It is no secret that Greece is a beautiful country with a rich history, stunning scenery, and delicious cuisine. However, by making leaps and bounds, the New Democracy Government has managed to enact a series of tax measures – incentives rendering the country an important destination for repatriated nationals, particularly wealthy aliens but also Foreign Direct Investment.
More specifically, the tax measures enacted by New Democracy in the last four years, giving new impetus to our country’s economic performance, are as follows:
Natural persons who transfer their tax residence to Greece can benefit from a 50% tax exemption on their worldwide income for the first seven (7) years. This means that only 50% of their income will be subject to Greek tax, while the remaining 50% will be exempt. Specifically, according to Article 5Γ of the Income Tax Code, as amended by Article 40 par. 1 of L. 4758/2020, the taxpayer, a natural person, who transfers his tax residence to Greece is exempt from income tax and from the special solidarity contribution of article 43A for fifty percent (50%) of his income from employment earned in Greece, if cumulatively:
He was not a tax resident of Greece in the previous five (5) of the six (6) years prior to the transfer of his tax residence to Greece, he transfers his tax residence from a Member State of the EU or the EEA or from a State with which an administrative cooperation agreement in the field of taxation with Greece is in force, provides services in Greece in the context of an employment relationship within the meaning of par. 2 of article 12 of the Income Tax Code (in Greek KΦΕ), exercised either in a domestic legal person or legal entity or in a permanent establishment of a foreign enterprise in Greece and declares that he will remain in Greece for at least two years.
In addition to the tax exemption, Greece also offers tax incentives to individuals who invest in certain sectors of the economy.
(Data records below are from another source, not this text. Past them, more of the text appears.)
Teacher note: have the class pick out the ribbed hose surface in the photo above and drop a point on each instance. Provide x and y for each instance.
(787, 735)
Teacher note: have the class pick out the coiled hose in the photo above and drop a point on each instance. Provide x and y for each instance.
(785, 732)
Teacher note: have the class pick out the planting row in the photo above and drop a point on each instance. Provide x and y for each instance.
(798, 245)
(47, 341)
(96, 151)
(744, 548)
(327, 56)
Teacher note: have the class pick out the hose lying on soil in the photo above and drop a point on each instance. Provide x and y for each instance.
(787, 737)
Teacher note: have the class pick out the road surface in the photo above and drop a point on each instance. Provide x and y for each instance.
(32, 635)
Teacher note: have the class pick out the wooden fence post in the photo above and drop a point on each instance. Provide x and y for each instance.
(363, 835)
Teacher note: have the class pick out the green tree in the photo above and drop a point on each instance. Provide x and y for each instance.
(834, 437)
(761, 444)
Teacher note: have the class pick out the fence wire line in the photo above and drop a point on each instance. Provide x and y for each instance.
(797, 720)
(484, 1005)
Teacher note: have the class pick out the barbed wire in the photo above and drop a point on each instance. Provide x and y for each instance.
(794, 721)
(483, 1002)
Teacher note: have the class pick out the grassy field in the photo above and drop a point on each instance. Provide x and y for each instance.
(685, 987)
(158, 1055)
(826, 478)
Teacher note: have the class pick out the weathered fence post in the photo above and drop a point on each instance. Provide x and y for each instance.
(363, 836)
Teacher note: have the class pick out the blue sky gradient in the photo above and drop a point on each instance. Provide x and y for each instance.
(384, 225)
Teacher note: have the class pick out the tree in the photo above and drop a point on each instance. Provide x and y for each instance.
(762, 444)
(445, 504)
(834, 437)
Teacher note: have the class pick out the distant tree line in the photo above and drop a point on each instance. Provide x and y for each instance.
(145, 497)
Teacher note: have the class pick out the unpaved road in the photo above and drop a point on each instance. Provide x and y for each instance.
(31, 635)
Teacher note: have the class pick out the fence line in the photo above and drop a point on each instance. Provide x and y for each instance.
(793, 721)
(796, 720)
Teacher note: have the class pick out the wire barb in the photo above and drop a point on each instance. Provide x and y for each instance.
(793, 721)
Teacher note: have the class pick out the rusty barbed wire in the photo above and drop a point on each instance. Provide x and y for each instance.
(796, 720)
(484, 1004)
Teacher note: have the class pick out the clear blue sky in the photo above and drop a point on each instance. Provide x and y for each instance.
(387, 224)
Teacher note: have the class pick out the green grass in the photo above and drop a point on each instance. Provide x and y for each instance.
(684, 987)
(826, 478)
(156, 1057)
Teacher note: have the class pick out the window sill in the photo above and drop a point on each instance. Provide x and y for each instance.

Thus, investors who invest, for example, in renewable energy projects can benefit from reduced tax rates, tax exemptions, etc. This is the institution of the “Non Domiciled Resident” (Non-Dom) introduced in Greece by L. 4646/2019 and regulated in Article 5A of the Income Tax Code. Specifically for investors who choose to transfer their tax residence to Greece, it is foreseen that they will pay a flat tax of 100.000 euros per year for 15 years on their income earned abroad, regardless of the amount of income.
Furthermore, tax incentives to attract foreign individuals are offered to pensioners who wish to transfer their tax residence to Greece. In fact, according to Article 5B of the Income Tax Code, foreign pensioners who transfer their tax residence to Greece are subject to an alternative income tax treatment with a rate of only 7% for income of foreign origin. According to the statistics, 335 applications for this category of 335 applications for alternative taxation from at least 21 countries have been approved from 2020, while 120 applications are currently being processed.
By becoming a tax resident in Greece, a person has the possibility to gain access to the European Union (EU) single market. This means that the individual may well benefit from the free movement of goods, services, capital and persons within the EU, which implies a significant impact on their business activities.
Compared to other European countries, the cost of living in Greece is relatively low. This means that individuals who become tax residents in Greece can enjoy a high standard of living at a significantly lower cost than in other countries.
In addition, according to an article published by the Greek website “moneyreview. gr” in January 2023, transferring tax residence to Greece is becoming increasingly popular among employees, self-employed, pensioners and investors, as it is accompanied by a favourable tax regime.
It should be noted that up to date, 4.500 people, most of whom left the country during the crisis, have returned and are now working in Greece. In fact, 1,500 new applications are currently being examined. Under this special scheme to which they are subject, they will pay 50% of their tax liability for the next seven years.
According to data from the Ministry of Finance, the number of employees who have decided to come to Greece thanks to this particularly favourable legislative framework has quadrupled since June 2022, while thousands of applications are pending.
In addition, the number of high-net-worth investors (“HNWI”) who have come to Greece is 124 and within the next three (3) years they will have completed their investments worth a total of 62 million euros.
It is redundant to state that a number of them have already transferred their tax residence to Greece and have started the process of establishing Special Purpose Family Asset Management Companies (in Greek «ΕΕΔΣΟΠ»). In this regard, reference is made to L. 4778/2021, which, with the aim of attracting financial flows of high-net-worth individuals, governs the operation of so-called “family offices”, the establishment of which is conditional on the establishment of a “family office”, which is subject to the condition of incurring operating expenses in Greece of at least 1.000.000 euros per year in each tax year. Indeed, very recently an investor transferred his tax residence to Greece and managed to establish the first Special Purpose Vehicle for the Management of Family Property.
In response to the above, it is clear that in Greece over the last four years the enactment of a series of tax incentives successfully targeted at attracting foreign capital has managed to realistically boost the growth of the domestic economy, to give prestige to our country by dynamically integrating it into the international destinations for foreign capital and to leave, hopefully irretrievably, the utopian wishful thinking of previous governments in the past.